Nesta luta para travar a crise climática sem alterar padrões de consumo onde se tenta fazer acreditar que vamos todos poder consumir para sempre o que entendermos, ou o que o marketing quiser, porque se introduziu a palavra “sustentável” na narrativa, encontramos na Euronews a informação de que a maior empresa petrolífera espanhola, Repsol, aumentou os seus resultados em 70% e a empresa Naturgy aumentou os seus lucros em 36% e a petrolífera detida a mais de 98% pelo estado saudita registou lucros de 161 mil milhões de dólares no ano de 2022 e em Portugal, no primeiro semestre de 2022, a Galp anunciava 155 milhões de euros de lucro.

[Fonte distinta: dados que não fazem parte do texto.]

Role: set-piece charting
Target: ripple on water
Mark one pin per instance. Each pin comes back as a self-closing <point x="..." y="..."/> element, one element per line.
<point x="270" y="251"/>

A sustentabilidade, apesar de estar a demonstrar ser insustentável para o planeta, tem aberto uma oportunidade de grande sustentabilidade para alguns. É a constatação que se pode alcançar, atentando às perturbantes e inquietantes notícias de ondas de calor, aos penosos relatos e imagens de fogos e inundações e do crescimento dos lucros das empresas associadas a atividade responsável por mais emissões de GEE.